気付くと、とある公園の入口に立っていた。
「マジか……?」
俺はその公園の名前を見て、思わず眉をひそめた。と言うのも、その名前が俺の記憶の中にある名前と合致していたからだ。だが、自分の記憶と目の前にある情報とが、どうにも心の中で結びつかない。
(本当にここはあの公園なのか……?)
俺は半ば導かれるようにして、公園の中へと足を踏み入れた。
あの村を去って以降、俺は自分がどういう行動を経てきたのかをほとんど覚えていない。どのくらい時間が経過したのかすらも分かっていなかった。3ヵ月? いや、半年か? いくらなんでも1年は経っていないだろうが……。
立ち止まってスマホを取り出し、日付を見ようとした。しかしスマホは電池切れなのか、電源が入らなかった。
何か覚えている事はないかと思考を巡らせようとすると、ジーンと頭が痺れるように痛くなった。まだ脳みそが目覚めてはいないということか。
とにもかくにも、今は歩くしかなさそうだ。
公園の中は広々としている。俺の記憶が正しければ、この公園は元々は北と南、2つの大きな公園が道路を挟んで隣接しているような作りで、その2つの公園を橋を渡す事で繋いで、現在の形になったはずだ。

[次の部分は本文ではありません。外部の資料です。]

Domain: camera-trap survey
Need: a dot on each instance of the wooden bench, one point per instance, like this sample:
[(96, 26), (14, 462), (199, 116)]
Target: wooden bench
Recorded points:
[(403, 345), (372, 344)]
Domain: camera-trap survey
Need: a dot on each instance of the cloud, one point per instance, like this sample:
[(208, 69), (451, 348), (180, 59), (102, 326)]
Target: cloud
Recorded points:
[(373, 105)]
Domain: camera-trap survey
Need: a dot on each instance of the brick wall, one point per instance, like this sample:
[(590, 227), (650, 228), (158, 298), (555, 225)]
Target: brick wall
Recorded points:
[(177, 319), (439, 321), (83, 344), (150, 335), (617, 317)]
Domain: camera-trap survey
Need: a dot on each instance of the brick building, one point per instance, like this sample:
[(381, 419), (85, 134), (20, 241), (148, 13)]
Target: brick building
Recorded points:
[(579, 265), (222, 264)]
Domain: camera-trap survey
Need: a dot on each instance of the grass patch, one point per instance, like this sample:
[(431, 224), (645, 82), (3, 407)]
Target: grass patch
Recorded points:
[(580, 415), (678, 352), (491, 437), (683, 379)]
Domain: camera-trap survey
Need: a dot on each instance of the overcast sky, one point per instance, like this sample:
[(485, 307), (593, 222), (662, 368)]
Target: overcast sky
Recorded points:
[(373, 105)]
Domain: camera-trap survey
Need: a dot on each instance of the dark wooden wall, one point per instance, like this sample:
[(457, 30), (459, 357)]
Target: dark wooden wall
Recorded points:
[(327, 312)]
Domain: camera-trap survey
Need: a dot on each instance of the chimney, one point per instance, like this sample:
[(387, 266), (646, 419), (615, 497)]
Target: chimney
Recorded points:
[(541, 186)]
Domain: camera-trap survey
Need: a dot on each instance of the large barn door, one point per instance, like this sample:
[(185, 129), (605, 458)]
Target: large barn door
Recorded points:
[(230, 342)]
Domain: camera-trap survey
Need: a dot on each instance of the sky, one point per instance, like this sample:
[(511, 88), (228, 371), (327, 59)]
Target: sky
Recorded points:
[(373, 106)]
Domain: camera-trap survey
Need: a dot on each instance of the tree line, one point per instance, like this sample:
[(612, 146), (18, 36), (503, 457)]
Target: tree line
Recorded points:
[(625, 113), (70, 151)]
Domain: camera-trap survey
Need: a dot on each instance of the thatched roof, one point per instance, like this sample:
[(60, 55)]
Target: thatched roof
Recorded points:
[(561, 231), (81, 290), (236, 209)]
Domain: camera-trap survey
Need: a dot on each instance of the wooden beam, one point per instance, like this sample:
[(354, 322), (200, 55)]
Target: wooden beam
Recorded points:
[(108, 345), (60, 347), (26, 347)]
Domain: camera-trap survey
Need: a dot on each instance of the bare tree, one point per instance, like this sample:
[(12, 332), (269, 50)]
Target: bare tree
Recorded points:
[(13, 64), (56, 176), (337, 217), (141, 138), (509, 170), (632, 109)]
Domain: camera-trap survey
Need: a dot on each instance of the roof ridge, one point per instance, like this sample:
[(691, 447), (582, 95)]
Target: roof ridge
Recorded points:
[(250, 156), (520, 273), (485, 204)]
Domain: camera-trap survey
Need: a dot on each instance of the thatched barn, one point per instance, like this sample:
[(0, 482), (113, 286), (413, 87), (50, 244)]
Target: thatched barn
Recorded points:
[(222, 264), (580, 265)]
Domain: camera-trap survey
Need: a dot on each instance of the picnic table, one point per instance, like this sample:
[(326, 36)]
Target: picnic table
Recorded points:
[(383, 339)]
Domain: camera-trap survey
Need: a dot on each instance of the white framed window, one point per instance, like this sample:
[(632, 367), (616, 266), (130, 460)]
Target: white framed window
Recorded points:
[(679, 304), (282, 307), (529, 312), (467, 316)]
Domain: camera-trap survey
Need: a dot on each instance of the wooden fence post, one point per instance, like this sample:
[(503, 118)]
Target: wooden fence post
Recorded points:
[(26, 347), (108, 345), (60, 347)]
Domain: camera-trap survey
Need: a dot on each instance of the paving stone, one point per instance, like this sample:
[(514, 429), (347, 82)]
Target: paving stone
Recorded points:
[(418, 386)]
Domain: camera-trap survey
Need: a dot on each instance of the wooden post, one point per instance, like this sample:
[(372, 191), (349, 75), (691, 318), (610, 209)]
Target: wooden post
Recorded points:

北の公園は芝生の広がるエリアがメインで、時折サッカーやラグビーの試合が行われたりもするほどの広大さがウリである。利用客は、学生や親子連れ、老人たちが主だ。
少し外れた所には屋台や小さな売店があって、その近くにあるベンチではやはり学生たちがたむろしている。
俺が歩いているのは、その北の公園の中にある遊歩道だ。たしかこのまま進んで行くと、南の公園へ渡るための橋があったはずなのだ。そしてその南の公園こそが、今の俺の目的地である。
途中、犬の散歩をしている小学生くらいの兄妹や老夫婦とすれ違い、遊歩道を抜けて広場に出る。
噴水で水浴びをしている小鳥たちに目をやりつつ歩いていると、視界の奥の方に、コンクリートで作られた、見栄えの良さなんか最初から放棄しているような一本の大きな橋が姿を現してきた。
「ハッ……あの頃のまんまだな……。」
俺はその橋に近づきながら、思わず苦笑してしまった。それは、この橋を見た感想というだけじゃあない。自分自身の状況も、あの頃とほとんど変わっていやしなかったんだという事に、気付いてしまったからだった。